23 これを至福と呼ばずして何と呼ぶ!
バーサ自らの案内で僕らは本館から独立した造りの離れに通された。
宿は思いの外繁盛しているようで移動中何組もの宿泊客と擦れ違ったけれど、けしてそれらと正面から鉢合わせる事はなかった。
「離れは完全にプライベートが保てる造りになっておりますからね、お楽になさってくださいまし」
以前此処に来たのは7・8年前か。
騎士学校の夏期休暇に家族で来たんだっけ。
あの頃爵位返上の後始末でゴタゴタしてた家がやっと落ち着いて、久し振りに皆で顔を合わせたんだよね。
「バーサもすっかり女将の貫禄が板に付いたね」
「もう長いですからね。坊っちゃんもちょっとお目にかからない間に見違えるくらい逞しくなられて!奥様ソックリのそのお顔が肩の上に乗っかってなければ誰だか分かりませんでしたよ」
砕けた口調が懐かしい。
バーサは僕の母親が伯爵家に輿入れする際に侍女として付いてきた女性で、今でも身内同然の存在だ。
「そちらのお嬢様の身支度に人手が必用でしたらお申し付けくださいまし。誰か人を寄越しましょう」
「それなんだけど―――――」
自分達の事は自分でするからなるべく離れには人を近付けないで欲しい、と頼むとバーサは何も聞き返したりせず心得た風に了承してくれた。

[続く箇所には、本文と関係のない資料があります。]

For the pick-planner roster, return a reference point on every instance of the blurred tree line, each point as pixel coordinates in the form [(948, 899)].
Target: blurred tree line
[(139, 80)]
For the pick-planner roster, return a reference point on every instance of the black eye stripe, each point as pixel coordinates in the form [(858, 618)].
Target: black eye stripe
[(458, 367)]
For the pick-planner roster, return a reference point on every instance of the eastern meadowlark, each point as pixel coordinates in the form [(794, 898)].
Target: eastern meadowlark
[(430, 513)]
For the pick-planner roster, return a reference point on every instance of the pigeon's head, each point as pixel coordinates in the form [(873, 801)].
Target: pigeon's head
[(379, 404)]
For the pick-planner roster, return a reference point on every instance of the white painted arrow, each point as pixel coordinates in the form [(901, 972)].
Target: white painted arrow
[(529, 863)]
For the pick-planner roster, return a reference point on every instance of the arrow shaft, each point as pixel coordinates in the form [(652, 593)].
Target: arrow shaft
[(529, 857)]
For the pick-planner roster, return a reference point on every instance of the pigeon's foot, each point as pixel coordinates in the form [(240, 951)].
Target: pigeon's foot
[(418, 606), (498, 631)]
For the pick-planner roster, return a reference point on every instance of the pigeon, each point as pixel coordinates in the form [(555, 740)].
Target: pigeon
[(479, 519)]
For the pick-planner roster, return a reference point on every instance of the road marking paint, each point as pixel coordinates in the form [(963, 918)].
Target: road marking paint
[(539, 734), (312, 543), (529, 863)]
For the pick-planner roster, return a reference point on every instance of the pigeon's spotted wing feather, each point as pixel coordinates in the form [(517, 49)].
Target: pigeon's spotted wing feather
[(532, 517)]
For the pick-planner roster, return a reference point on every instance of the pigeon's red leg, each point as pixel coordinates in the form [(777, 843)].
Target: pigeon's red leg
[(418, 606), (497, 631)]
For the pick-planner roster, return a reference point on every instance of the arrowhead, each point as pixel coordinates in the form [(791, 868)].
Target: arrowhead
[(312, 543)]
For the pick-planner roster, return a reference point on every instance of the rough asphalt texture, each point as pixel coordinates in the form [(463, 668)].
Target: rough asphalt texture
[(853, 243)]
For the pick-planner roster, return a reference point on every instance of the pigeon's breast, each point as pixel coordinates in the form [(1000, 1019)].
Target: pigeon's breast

シュシュの酷く人見知りする様子から何か事情が有るものと察したようだ。
「坊っちゃんは昔から小さな方にはお優しかったですからねぇ―――――」
その後、手際よくお茶の支度を済ませたバーサは「また後程御用を伺いに参ります」と言って下がり、離れは完全に僕とシュシュの二人だけになった。
普段人目に囲まれるような生活をしてるから、こういうのはちょっと新鮮だ。
「シュシュ疲れたよね?馬車の中ではずっと緊張し通しだったし…」
おいでと手招きをすればシュシュはソファの端からソロソロと身を寄せて、すぐ傍までやって来る。
「なぁに?」とでも言いたげにちょこんと首を傾げる仕草に鼻血を吹かなかった自分を褒めてやりたい!
やばー…。なんかもう、末期なんですけど僕。
取り敢えずシュシュは定位置(膝の上)に。
あああぁ……癒される。
朝っぱらからムッさい中年と殺りあった疲労感もコレで相殺されるというもの!
腕の中にシュシュを抱き込んだままパタリと後ろに倒れ込めば、丁度良く肘掛けの部分に凭れる形で収まった。
胸の辺りが子供の体温でじんわりと温かい。
「……このまま昼寝しちゃおうかな」
小さな身体をゆるゆると撫でていると、ケープの下の翅が存在を主張するようにピクリと動いて、少し驚いた。
何だか気持ち良さそう?
シュシュはうっとりと目を閉じて、猫なら今にも咽を鳴らしそうな感じだ。
「ふふ…可愛い……」
結局僕らは二人揃ってそのままソファで寝入ってしまい、夕食の時間を知らせに来たバーサに呆れ顔で起こされるまで、ペタリと密着した状態だった。
バーサ曰く、“猫の親子を見ているようでございました”とのこと。
――――――不純な動機での連れ込み疑惑は晴れたみたいだけど………親?
23にして思春期の娘を持つ父親とかヤメテ。
せめて『兄』でお願いします……。